Australian Bioinformatics Network website analysis

David Lovell

Preamble

Purpose of this document

This R Markdown document was written to analyse the jobs and events published on AustralianBioinformatics.net.

Motivation for this document

The Australian Bioinformatics Network aims to connect people, resources and opportunties to increase the benefits Australian bioinformatics can deliver, and online communication of information is a big part of that.

Part of the motivation behind this document is to ensure the ABN Team and the ABN's stakeholders (including its funders: CSIRO, EMBL Australia and Bioplatforms Australia) know how things are going with online communications.

While the analytics of the SquareSpace 5 content management system behind AustralianBioinformatics.net describe the traffic the site receives, they don't summarise the content that has been drafted. Thus, we need a little extra analysis.

…oh, and this is also a great excuse to show how R and R Markdown can be used!

Acknowledgements

…speaking of which, my sincere thanks go to Dr Neil Saunders (CSIRO) for pointing out how the XML package can be used to do all this.

Reading the data (a.k.a. “ScreenScraping”)

Here's the function that we use to scrape pages from AustralianBioinformatics.net (thanks Neil!)

scrape <- function(page, domain="australianbioinformatics.net"){
  url        <- paste("http:/", domain, page, sep="/")
  doc        <- htmlTreeParse(url, useInternalNodes = T)
  extract    <- function(x) c(xmlAttrs(x, "href"), xmlValue(x))
  hyperlinks <- xpathSApply(
    doc, 
    "//div[@class='journal-archive-set']//li/a",
    extract)
  data.frame(link=hyperlinks[1,], text=hyperlinks[2,], stringsAsFactors=FALSE)
}

Now we use it to scrape the pages containing events and jobs, and create a dataframe containing everything, plus a factor to describe the type of link (job or event)
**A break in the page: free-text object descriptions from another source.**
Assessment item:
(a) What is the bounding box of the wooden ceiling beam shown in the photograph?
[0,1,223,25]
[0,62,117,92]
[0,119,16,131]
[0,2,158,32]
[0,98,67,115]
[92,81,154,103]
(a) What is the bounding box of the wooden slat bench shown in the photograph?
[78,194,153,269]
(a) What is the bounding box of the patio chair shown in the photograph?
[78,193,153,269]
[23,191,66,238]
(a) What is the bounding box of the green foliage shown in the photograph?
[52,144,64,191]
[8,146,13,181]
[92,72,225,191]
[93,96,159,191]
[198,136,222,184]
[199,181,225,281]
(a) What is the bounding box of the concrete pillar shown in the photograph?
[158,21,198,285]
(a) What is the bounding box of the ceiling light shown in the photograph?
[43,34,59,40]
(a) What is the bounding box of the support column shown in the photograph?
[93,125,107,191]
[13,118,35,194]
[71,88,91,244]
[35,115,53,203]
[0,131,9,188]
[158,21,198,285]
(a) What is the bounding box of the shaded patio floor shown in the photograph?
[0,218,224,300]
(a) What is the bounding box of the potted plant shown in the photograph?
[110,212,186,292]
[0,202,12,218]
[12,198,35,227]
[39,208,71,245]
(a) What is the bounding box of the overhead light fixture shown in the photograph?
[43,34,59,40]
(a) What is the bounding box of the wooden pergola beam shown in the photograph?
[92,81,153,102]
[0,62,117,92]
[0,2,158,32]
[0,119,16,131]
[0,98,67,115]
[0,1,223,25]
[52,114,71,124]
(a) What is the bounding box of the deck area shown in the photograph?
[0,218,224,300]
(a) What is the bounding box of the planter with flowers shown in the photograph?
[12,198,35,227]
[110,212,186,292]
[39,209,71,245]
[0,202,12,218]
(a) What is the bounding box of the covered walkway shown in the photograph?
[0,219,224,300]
events   <- rbind(scrape("upcoming-events-index"), scrape("past-events-index"), scrape("training-index"))
jobs     <- rbind(scrape("open-jobs-index"), scrape("past-jobs-index"))
raw      <- rbind(events, jobs)
raw$type <- factor(rep(c("event", "job"), c(nrow(events), nrow(jobs))))
rm(events, jobs)

Fixing the data

The SquareSpace 5 content management system behind AustralianBioinformatics.net has a setting to ensure that links to blog entries are prefaced by the date of the entry, e.g., /events/2014/10/11/abic-2014-australian-bioinformatics-conference.html. Unfortunately, this got turned off by accident for a period of time and some of the links are missing date information as a result.
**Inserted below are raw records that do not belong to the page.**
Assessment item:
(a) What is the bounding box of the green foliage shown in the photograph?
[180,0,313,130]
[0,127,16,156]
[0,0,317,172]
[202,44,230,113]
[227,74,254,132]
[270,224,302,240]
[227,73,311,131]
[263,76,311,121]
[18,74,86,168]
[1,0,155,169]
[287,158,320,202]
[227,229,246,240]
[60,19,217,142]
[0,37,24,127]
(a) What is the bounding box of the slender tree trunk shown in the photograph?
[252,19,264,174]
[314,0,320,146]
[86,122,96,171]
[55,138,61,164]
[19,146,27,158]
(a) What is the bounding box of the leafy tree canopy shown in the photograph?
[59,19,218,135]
This next bit of code reads in and applies a file of “fixes” for the 30 posts that occurred when post dates were not being recorded. Notice the check to make sure that the merge hasn't accidentally dropped or added any records

fixes <- read.csv("data/ABN Advertising 20140602.csv", stringsAsFactors=FALSE)
ads   <- merge(raw, fixes, all=TRUE)
stopifnot(nrow(ads)==nrow(raw))
as.is <- is.na(ads$fixed)
ads$fixed[as.is] <- ads$link[as.is]
rm(as.is, fixes)

Now we split the fixed link into seperate fields using the “/” character as the seperator. We then restrict out attention to the ads that have six fields

fields <- strsplit(ads$fixed, "/")
ads    <- subset(ads, sapply(fields, length)==6)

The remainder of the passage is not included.